Unique properties and reactivity of high-valent manganese-oxo versus manganese-hydroxo in the salen platform.

To gain an understanding of oxidation reactions by Mn(III)(salen), a reaction of Mn(III)(salen) with m-chloroperoxybenzoic acid in the absence of a substrate is investigated. UV-vis, perpendicular- and parallel-mode electron paramagnetic resonance, and X-ray absorption spectroscopy show that the resulting solution contains Mn(IV)(salen)(O) as a major product and Mn(IV)(salen)(OH) as a minor product.

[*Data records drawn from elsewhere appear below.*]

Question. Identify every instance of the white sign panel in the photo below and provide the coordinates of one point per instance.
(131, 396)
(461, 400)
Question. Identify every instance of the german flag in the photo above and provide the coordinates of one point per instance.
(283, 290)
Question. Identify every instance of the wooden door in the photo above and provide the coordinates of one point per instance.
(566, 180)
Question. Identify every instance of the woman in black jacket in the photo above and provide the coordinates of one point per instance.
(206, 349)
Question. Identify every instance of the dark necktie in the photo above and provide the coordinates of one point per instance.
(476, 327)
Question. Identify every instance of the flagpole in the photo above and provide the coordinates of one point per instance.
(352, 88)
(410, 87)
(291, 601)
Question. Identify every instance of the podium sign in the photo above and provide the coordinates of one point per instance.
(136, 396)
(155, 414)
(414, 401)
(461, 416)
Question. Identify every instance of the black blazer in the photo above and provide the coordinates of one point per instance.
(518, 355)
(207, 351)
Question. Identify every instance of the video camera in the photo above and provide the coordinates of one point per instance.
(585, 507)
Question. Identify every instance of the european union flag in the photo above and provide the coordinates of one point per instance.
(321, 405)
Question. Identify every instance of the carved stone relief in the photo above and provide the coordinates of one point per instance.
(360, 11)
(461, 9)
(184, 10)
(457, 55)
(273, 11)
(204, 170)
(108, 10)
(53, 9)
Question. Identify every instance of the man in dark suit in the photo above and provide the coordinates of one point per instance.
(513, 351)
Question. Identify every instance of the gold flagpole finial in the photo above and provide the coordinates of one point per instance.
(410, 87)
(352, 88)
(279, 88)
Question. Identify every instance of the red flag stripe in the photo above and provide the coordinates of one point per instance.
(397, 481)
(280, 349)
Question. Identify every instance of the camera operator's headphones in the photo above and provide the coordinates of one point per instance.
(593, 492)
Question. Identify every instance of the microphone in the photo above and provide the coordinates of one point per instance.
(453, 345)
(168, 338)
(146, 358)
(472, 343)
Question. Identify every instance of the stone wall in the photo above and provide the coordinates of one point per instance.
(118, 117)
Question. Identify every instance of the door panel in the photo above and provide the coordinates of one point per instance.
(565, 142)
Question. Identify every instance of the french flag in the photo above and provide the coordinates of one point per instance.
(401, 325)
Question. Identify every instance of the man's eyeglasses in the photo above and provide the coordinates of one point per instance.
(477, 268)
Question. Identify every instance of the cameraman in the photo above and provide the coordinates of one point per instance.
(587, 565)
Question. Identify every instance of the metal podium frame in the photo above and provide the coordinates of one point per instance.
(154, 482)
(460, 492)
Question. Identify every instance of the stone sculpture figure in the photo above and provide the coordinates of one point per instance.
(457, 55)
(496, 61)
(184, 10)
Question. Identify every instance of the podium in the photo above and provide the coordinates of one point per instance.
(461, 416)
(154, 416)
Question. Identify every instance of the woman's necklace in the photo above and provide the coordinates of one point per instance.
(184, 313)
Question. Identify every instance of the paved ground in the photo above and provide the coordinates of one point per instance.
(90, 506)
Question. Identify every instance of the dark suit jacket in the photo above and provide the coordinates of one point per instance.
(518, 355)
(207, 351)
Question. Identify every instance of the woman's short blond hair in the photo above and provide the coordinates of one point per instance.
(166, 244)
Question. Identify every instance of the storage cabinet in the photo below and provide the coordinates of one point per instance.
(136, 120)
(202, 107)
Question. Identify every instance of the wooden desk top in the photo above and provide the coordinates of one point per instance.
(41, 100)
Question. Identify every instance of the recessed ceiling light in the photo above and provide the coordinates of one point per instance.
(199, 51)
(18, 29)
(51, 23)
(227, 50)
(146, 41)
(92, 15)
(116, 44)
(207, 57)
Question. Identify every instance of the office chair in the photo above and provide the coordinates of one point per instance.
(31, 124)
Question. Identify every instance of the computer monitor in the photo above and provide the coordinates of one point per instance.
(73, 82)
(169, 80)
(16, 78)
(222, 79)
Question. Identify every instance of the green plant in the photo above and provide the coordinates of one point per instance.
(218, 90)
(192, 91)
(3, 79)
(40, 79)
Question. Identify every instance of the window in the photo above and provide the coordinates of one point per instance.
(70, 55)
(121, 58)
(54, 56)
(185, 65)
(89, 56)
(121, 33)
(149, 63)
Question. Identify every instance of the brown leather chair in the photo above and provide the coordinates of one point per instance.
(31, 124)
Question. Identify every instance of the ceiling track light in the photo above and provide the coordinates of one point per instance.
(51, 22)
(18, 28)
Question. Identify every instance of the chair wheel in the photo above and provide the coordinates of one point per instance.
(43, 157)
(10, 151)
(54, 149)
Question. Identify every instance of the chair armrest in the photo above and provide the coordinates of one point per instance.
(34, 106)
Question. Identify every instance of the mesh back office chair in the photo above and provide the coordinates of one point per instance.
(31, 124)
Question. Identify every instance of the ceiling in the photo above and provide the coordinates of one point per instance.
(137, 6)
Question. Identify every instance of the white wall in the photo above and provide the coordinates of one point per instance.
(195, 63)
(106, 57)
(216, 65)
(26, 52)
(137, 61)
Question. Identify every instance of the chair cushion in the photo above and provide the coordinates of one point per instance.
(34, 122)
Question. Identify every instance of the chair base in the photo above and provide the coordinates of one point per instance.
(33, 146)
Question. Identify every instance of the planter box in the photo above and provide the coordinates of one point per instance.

Mn(IV)(salen)(O) readily reacts with 4-H-2,6-tert-Bu(2)C(6)H(2)OH (homolytic bond dissociation energy of an OH bond, BDE(OH) = 82.8 kcal mol(-1)), 4-CH(3)CO-2,6-tert-Bu(2)C(6)H(2)OH (BDE(OH) = 83.1 kcal mol(-1)), and 4-NC-2,6-tert-Bu(2)C(6)H(2)OH (BDE(OH) = 84.2 kcal mol(-1)) at 203 K, following second-order rate kinetics. Mn(IV)(salen)(OH) reacts with 4-CH(3)CO-2,6-tert-Bu(2)C(6)H(2)OH (BDE(OH) = 83.1 kcal mol(-1)) much more slowly under identical conditions than Mn(IV)(salen)(O) and does not react with 4-NC-2,6-tert-Bu(2)C(6)H(2)OH (BDE(OH) = 84.2 kcal mol(-1)), suggesting that the thermodynamic hydrogen-atom-abstracting ability of Mn(IV)(salen)(OH) is about 83 kcal mol(-1). The rate constant for reactions of Mn(IV)(salen)(OH) with phenols is not dependent on the concentration of phenols, suggesting that Mn(IV)(salen)(OH) might bind phenols prior to the rate-limiting oxidation reactions. Quantum chemical calculations are carried out for Mn(IV)(salen)(O) and Mn(IV)(salen)(OH), both of which well reproduce the extended X-ray absorption fine structures as well as the electronic configurations. It is also indicated that protonation of Mn(IV)(salen)(OH) induces a drastic electronic structural change from manganese(IV) phenolate to a manganese(III) phenoxyl radical, which is also consistent with the experimental observation.